Modelo que ya lucía en la portada de su primer álbum, "My aim is true", con el que a finales de los setenta este cantante y compositor comenzó a abrirse un hueco en el panorama musical internacional como chico de banda -con "The Attractions" y "The Imposters"-, en colaboraciones -con el cantante country George Jones o el trompetista Chet Baker- o bien en solitario.

En el piano, que prometió devolver "sin daño alguno" a su esposa -la pianista y cantante de Jazz Diana Krall-, Costello interpretó con voz desgarrada la canción plagada de deseos 'Shipbuilding', el tema del musical 'A face in the crowd' o 'Good year for the roses'.

De pie, frente al piano o sentado e intercalando las ocho guitarras que le acompañaban sobre el escenario, el músico pasaba de la interpretación enérgica de temas como 'Ghost Train' al romanticismo de 'Walkin' my baby back home'.

Entretanto, no pudieron faltar la mujeres; las que dejan sabor a caramelo como en 'So like candy' o como la protagonista de 'Everyday I write the book', historia de amor por capítulos que Costello aprovechó para dar rienda suelta a la versatilidad de su voz.

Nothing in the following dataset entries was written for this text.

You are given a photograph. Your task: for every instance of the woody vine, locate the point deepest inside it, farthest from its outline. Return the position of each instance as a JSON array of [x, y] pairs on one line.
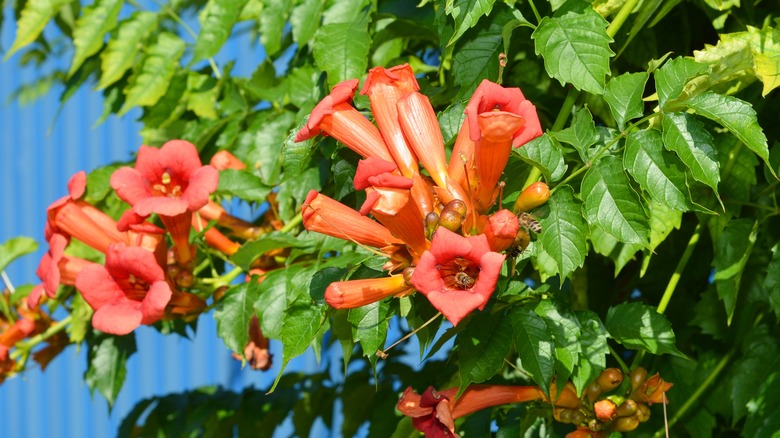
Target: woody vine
[[572, 206]]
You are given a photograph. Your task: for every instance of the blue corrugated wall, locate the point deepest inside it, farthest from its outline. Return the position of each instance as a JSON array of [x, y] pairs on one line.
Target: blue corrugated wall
[[35, 167]]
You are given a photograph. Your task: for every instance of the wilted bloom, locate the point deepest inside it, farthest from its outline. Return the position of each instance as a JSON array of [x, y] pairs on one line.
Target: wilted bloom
[[458, 274], [171, 182], [434, 412], [128, 291]]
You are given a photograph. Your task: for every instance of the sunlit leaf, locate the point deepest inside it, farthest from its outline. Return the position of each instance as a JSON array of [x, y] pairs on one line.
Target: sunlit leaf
[[150, 82], [564, 230], [341, 50], [732, 250], [639, 326], [544, 153], [611, 204], [216, 21], [93, 24], [482, 348], [735, 115], [33, 18], [466, 14], [656, 170], [688, 138], [534, 346], [624, 96], [120, 52], [575, 48]]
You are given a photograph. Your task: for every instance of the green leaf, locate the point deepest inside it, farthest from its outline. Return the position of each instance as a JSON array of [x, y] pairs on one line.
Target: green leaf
[[33, 18], [772, 280], [107, 363], [575, 47], [482, 347], [639, 326], [762, 419], [564, 327], [581, 134], [305, 20], [14, 248], [687, 137], [93, 24], [475, 55], [534, 346], [302, 322], [216, 21], [624, 96], [611, 204], [593, 344], [242, 184], [545, 154], [234, 313], [656, 170], [760, 359], [732, 250], [672, 77], [251, 251], [341, 50], [466, 14], [564, 230], [735, 115], [150, 82]]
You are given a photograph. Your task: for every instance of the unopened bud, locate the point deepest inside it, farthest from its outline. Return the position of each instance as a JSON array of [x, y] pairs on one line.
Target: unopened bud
[[533, 196], [610, 379]]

Y entonces, sin previo aviso, llegó ella: "She" -canción original de Charles Aznavour y banda sonora de 'Notting Hill' en la versión de Costello- que hizo aflorar dosis de emoción y aplausos a partes iguales.

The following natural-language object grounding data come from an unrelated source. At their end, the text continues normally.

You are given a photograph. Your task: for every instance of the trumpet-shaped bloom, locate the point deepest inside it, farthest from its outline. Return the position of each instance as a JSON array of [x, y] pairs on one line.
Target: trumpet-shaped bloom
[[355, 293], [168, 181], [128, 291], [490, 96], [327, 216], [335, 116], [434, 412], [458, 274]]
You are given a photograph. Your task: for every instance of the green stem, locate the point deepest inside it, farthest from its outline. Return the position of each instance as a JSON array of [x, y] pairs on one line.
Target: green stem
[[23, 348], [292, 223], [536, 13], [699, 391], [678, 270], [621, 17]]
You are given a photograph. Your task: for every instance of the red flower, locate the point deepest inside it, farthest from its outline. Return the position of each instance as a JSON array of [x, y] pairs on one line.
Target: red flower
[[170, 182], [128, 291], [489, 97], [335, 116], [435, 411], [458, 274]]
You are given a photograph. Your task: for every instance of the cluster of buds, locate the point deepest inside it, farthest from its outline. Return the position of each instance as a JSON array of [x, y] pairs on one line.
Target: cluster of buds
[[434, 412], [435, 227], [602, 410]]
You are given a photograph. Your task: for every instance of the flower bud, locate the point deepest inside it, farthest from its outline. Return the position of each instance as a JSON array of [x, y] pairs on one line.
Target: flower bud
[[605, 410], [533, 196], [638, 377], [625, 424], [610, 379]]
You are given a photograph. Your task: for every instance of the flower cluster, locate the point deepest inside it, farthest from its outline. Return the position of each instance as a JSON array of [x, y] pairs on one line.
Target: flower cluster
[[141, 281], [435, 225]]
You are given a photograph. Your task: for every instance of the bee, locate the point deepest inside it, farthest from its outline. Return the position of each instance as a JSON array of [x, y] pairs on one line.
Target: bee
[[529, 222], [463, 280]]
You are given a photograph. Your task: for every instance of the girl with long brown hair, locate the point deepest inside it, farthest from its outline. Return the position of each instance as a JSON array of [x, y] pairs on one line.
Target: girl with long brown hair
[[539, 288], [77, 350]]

Con el público en el bolsillo y aprovechando el poderío de su voz sin micrófono y la excelente acústica de la sala, el músico se sumergió entre las butacas de los sorprendidos asistentes para regalarles un tema de su primer álbum, 'Alison'.

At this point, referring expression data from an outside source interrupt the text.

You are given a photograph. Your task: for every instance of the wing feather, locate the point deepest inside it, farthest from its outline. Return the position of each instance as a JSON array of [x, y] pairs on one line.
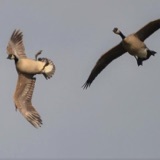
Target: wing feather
[[23, 97], [103, 61], [15, 45]]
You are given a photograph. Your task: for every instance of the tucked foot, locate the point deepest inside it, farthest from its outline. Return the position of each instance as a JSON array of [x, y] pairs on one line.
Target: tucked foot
[[139, 61], [150, 53], [48, 69], [37, 54]]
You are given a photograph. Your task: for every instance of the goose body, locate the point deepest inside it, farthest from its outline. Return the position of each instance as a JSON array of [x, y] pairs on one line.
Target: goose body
[[27, 68], [133, 44], [30, 66]]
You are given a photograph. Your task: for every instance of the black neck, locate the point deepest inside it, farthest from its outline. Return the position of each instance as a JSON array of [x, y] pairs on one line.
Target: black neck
[[122, 35], [16, 59]]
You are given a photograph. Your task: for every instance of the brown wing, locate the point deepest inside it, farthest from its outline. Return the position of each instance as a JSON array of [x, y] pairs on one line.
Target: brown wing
[[148, 29], [23, 97], [15, 45], [104, 60]]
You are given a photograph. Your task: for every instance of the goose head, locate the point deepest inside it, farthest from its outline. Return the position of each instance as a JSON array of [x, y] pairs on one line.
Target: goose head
[[117, 31]]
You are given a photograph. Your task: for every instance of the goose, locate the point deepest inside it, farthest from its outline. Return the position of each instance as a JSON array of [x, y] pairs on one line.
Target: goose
[[27, 69], [133, 44]]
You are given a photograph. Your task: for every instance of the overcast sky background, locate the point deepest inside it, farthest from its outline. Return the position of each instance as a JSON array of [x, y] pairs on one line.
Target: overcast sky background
[[118, 117]]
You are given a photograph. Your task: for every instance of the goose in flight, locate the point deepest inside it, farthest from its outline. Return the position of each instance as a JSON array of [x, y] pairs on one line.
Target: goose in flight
[[133, 44], [27, 68]]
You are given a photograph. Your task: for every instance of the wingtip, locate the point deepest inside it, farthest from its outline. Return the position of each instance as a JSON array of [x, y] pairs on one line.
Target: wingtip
[[86, 85]]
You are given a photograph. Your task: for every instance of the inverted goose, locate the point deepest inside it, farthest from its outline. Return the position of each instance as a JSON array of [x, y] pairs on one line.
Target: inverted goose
[[133, 44], [26, 69]]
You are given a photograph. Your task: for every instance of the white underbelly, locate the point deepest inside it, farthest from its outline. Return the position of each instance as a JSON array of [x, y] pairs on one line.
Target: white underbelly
[[30, 66], [141, 53]]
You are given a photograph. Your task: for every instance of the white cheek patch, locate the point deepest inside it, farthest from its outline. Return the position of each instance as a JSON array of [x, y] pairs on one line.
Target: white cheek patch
[[48, 68]]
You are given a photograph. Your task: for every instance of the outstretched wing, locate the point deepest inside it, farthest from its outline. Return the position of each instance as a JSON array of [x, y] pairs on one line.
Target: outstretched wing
[[148, 29], [15, 45], [23, 97], [104, 60]]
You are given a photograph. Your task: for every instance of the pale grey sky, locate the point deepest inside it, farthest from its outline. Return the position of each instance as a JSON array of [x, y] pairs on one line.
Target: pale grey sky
[[117, 117]]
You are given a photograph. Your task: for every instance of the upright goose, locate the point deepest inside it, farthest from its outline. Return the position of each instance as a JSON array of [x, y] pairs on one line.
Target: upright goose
[[26, 69], [133, 44]]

Apuntando al londinense, la luz de un foco de seguimiento y también las cámaras de decenas de teléfonos de los que no quisieron perder la ocasión de retratar el instante.

Y para apaciguar la agitación despertada por el gesto, que hizo levantarse a gran parte de los casi setecientos cincuenta asistentes, Costello interpretó un precioso 'Almost blue' tras el que dio paso al eléctrico 'Watching the detectives', en que estuvo acompañado de una intrigante puesta de escena.

Se despidió con 'I want you', en la que un dolorido Costello sólo podía decir "te quiero" ya que todo lo demás era, según cantaba, "malgastar el aliento".

Un aliento que todavía conservaba al final, tras más de dos horas de concierto, que concluyó con un "muchas gracias".

Expresión que va a seguir repitiendo, al menos, durante los dos días que le quedan en nuestro país con el concierto mañana en el madrileño Teatro Monumental y el lunes en el Auditorio Kursaal de San Sebastián.

Tras España, el británico se une a "The Imposters", junto a los que visitará Reino Unido, Bélgica y Países Bajos y acabará el verano en un viaje en solitario para actuar en Estados Unidos y Japón, donde en ciudades como Osaka ya ha vendido todas las entradas.